Hadès fit une pause, semblant blessé, et elle se demanda quelle expérience désagréable il était en train de se rappeler.

— Alors, il m’a invité à venir prendre mon repas du midi dans son bureau chaque jour, poursuivit-il. Parfois, j’étudie là aussi. Ou nous parlons.

Il parlait avec le directeur Zeus ? Elle ne connaissait personne d’assez brave pour l’approcher, encore moins pour lui parler. Sauf Athéna, bien sûr. Mais Zeus était son père, après tout.

— Et de quoi parlez-vous ?

— De choses et d’autres.

Et comme s’il se sentait un peu gêné de lui en avoir tant révélé sur lui-même, il sembla soudainement se refermer aussi étanchement qu’une huître.

« Eh bien, quoi qu’il en soit, cela explique les rumeurs », pensa Perséphone.

Elle était heureuse que son intuition à propos d’Hadès ait été bonne, en fin de compte. Mais tout de même…

— Savais-tu vraiment où se trouvait l’autre sandale de monsieur Cyclope, celle que Pheme a trouvée ?

— Ouaip, dit Hadès en lui lançant un regard. Tu ne me croyais pas, hein ? Mais je savais où elle était. Elle avait été emportée aux Enfers. Je voulais te la donner, mais entre-temps, Charon l’a trouvée et l’a remorquée le long du fleuve.

Perséphone hocha la tête.

— Je vois.

Elle savait qui était Charon. C’était le vieil homme qui transportait les morts de l’autre côté du fleuve Styx pour les emmener aux Enfers. Jetant un coup d’œil dans le ciel, elle remarqua que le soleil était en train de décliner. Elle sauta sur ses pieds.

— Il faut que j’y aille, poursuivit-elle. Ma mère va encore venir me chercher si je ne rentre pas bientôt à la maison.

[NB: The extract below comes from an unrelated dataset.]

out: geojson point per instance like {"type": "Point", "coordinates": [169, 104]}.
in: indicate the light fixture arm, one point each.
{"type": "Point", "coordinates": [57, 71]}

Hadès se releva lui aussi.

— Je détesterais que tu aies des problèmes à cause de moi, dit-il. D’habitude, je ne parle pas autant, mais… — il ouvrit les mains, l’air presque gêné. C’est si facile de parler avec toi, ajouta-t-il.

Perséphone sourit.

— Et avec toi aussi. À demain, à l’école !

Rapidement, elle se transforma en colombe et s’envola le long de la montagne, filant à travers les nuages jusqu’à la cime du mont Olympe.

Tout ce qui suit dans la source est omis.